Mistakes of Regime Change

The US has been more successful in removing anti-American rulers in many countries than in post-war stabilization initiatives.

In these countries, the earlier regimes were either replaced by far more authoritarian regimes or much weaker pro-western regimes which palpably failed to subdue dominant ethnic and religious groups emerged in the war-torn societies and contain the resultant prolonged civil wars. The US, on the contrary, remained militarily entrenched and overstretched in these areas giving way to more instability and chaos without settling the political futures of these societies.

Evolution of history suggests how the revolutionary tides spread with the advent “the Arab Spring,” in West Asia in 2010-11, propped up by the US that deposed the regime of Egypt headed by Hosni Mubarak paved way for more authoritarian rule. Similarly, the overthrow of Yemen’s government gave way to dominance of Houthis who later turned against the interests of the West. The US-supported insurgency in Afghanistan against the Soviet Union following the latter’s intervention in 1979 gave rise to the emergence of the Taliban. The American enhanced footprint and ever-increasing involvement in West Asian geopolitics led to formation of radical Islamist groups such as Al Qaeda and ISIS.

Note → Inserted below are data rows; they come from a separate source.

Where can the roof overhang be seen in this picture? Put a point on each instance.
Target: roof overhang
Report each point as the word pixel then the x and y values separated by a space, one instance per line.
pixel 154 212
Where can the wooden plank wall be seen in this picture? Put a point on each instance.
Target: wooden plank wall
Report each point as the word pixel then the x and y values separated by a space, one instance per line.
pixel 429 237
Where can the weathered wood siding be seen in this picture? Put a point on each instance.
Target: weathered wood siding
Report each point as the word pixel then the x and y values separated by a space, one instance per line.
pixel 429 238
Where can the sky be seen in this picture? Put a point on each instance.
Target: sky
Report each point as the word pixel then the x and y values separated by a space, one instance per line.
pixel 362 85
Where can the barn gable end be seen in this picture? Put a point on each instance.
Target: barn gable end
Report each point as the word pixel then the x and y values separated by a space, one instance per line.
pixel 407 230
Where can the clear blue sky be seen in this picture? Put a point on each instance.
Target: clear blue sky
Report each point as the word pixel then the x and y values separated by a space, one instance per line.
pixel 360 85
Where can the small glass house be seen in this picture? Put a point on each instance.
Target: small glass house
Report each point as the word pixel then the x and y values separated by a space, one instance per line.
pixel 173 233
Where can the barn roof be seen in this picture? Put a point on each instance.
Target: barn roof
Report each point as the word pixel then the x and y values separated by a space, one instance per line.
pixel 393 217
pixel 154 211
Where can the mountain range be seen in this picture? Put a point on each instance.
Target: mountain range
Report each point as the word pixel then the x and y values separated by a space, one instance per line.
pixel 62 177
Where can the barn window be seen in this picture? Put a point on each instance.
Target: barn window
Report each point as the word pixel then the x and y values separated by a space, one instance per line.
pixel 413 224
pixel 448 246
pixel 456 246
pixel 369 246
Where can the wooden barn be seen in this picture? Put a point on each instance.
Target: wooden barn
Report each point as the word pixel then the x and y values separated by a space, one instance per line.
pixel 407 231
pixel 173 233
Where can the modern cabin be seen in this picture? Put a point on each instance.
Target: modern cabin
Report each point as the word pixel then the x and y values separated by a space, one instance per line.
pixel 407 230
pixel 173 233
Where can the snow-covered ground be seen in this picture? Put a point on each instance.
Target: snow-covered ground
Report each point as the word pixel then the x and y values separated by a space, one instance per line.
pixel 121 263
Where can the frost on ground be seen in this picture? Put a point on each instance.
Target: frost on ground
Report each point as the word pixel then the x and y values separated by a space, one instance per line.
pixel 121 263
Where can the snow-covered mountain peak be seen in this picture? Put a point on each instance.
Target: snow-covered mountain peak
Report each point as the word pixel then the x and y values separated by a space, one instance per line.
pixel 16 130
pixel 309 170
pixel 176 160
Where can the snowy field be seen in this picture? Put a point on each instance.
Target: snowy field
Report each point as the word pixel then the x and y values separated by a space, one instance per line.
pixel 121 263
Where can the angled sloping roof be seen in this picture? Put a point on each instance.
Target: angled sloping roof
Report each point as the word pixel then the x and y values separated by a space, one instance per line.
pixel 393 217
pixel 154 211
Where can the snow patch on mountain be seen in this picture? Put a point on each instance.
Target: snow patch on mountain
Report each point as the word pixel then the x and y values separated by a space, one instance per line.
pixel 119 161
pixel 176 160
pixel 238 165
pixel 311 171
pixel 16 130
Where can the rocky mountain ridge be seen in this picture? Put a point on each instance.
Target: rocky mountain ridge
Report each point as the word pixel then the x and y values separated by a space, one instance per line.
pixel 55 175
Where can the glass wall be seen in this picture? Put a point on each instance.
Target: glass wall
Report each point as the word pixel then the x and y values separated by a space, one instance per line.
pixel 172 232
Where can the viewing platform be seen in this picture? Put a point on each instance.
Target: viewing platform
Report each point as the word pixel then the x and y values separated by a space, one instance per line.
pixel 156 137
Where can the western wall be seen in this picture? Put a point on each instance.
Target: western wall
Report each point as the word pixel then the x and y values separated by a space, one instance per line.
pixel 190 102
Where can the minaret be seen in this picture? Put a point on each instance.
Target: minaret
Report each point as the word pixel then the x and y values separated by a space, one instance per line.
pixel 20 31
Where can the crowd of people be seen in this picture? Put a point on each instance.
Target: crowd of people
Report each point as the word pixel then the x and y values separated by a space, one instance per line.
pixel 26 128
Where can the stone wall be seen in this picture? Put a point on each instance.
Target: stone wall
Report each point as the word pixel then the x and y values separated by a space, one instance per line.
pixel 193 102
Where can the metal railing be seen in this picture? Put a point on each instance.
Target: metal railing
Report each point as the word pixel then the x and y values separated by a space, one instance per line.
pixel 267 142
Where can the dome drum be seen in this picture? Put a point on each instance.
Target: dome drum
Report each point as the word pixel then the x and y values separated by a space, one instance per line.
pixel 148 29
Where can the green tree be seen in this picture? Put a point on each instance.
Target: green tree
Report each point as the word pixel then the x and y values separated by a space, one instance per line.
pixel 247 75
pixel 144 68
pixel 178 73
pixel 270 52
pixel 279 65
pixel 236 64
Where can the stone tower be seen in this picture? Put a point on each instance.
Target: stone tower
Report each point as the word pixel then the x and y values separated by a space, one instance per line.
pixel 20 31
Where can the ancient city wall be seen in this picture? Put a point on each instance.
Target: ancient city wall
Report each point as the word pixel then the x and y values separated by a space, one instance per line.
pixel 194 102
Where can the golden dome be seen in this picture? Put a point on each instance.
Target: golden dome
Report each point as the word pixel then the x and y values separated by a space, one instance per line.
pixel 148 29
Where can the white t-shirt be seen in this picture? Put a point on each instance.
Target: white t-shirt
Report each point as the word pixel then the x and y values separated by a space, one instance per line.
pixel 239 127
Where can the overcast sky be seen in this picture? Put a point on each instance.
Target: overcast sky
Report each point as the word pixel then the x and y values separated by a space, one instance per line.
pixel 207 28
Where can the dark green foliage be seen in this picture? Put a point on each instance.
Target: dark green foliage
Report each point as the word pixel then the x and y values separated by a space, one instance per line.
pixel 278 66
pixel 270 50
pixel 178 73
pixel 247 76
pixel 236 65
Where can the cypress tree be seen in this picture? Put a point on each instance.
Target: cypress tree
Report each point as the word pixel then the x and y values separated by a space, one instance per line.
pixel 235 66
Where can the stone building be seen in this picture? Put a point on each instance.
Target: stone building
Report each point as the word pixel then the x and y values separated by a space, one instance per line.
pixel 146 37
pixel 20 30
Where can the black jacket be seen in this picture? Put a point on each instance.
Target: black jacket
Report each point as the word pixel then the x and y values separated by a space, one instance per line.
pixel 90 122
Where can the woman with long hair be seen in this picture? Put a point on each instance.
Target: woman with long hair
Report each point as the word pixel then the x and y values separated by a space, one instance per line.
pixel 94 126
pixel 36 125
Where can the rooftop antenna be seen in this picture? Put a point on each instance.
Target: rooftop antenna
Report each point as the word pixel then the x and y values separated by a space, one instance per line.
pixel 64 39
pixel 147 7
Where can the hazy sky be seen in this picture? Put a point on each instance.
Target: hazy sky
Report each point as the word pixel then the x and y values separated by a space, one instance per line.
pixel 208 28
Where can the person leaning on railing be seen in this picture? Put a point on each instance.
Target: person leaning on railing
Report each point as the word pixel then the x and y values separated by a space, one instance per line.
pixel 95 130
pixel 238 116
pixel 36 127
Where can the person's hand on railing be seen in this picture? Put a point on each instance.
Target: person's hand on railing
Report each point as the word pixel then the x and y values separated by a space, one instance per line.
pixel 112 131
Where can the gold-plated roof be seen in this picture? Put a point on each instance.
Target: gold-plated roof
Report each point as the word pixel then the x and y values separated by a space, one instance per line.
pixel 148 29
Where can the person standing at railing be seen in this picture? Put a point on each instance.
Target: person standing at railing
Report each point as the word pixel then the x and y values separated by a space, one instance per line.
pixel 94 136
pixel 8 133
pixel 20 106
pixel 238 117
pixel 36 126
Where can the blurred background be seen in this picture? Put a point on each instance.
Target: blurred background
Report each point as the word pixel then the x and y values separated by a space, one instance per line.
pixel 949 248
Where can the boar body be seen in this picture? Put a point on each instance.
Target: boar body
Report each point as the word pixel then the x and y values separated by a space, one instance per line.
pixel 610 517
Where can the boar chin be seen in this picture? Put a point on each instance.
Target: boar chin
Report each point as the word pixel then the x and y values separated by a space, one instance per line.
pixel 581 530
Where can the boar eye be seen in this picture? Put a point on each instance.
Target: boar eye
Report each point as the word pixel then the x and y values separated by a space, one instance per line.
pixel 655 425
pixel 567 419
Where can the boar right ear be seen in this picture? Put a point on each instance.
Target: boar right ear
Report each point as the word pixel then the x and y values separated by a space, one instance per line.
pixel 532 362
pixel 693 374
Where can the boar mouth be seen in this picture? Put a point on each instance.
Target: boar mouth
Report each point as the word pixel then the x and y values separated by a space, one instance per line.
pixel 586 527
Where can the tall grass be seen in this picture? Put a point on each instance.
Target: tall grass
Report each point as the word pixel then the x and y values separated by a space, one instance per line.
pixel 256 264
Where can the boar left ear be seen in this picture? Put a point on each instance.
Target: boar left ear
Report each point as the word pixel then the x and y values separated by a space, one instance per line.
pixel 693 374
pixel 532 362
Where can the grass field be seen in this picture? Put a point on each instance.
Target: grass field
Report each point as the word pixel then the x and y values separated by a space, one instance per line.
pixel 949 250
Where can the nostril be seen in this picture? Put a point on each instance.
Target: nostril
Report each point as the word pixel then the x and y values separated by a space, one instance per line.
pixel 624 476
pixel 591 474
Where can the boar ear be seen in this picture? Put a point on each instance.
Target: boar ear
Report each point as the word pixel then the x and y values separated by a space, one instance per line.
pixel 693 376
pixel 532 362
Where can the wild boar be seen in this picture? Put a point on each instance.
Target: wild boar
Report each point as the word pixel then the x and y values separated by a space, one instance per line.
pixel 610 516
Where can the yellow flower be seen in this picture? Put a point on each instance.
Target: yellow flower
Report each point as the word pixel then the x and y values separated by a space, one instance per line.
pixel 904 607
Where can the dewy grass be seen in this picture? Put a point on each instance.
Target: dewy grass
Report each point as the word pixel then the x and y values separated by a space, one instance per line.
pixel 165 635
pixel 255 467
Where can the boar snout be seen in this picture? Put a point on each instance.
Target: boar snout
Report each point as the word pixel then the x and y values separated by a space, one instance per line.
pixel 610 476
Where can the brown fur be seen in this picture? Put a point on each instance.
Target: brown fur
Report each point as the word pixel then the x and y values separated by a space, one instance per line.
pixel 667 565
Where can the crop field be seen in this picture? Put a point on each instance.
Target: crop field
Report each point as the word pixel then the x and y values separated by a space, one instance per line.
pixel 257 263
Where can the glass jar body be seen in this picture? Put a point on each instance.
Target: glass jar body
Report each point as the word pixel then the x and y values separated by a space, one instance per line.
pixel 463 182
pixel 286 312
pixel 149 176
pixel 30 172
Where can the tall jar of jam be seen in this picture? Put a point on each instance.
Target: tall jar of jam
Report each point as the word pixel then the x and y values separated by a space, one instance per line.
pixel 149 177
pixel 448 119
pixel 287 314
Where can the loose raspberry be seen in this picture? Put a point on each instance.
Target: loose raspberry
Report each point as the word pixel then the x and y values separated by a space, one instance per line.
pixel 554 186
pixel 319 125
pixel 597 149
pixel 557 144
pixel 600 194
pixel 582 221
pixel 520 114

A new regime emerged from the internal political dynamics following the toppling of the current regime may continue to be as hostile to US and Israeli interests as the current regime and pursue the nuclear ambitions as fervently as the current regime. The leaders in these countries increasingly acknowledge how lacking the possession of nuclear weapons can be a threat to their survival. The regimes of Saddam Hussein, Gaddafi and Assad were uprooted perhaps because they did not possess nuclear capabilities. The Kim Jong Un’s regime in North Korea on the other hand, continues to persist without any external threat of regime change.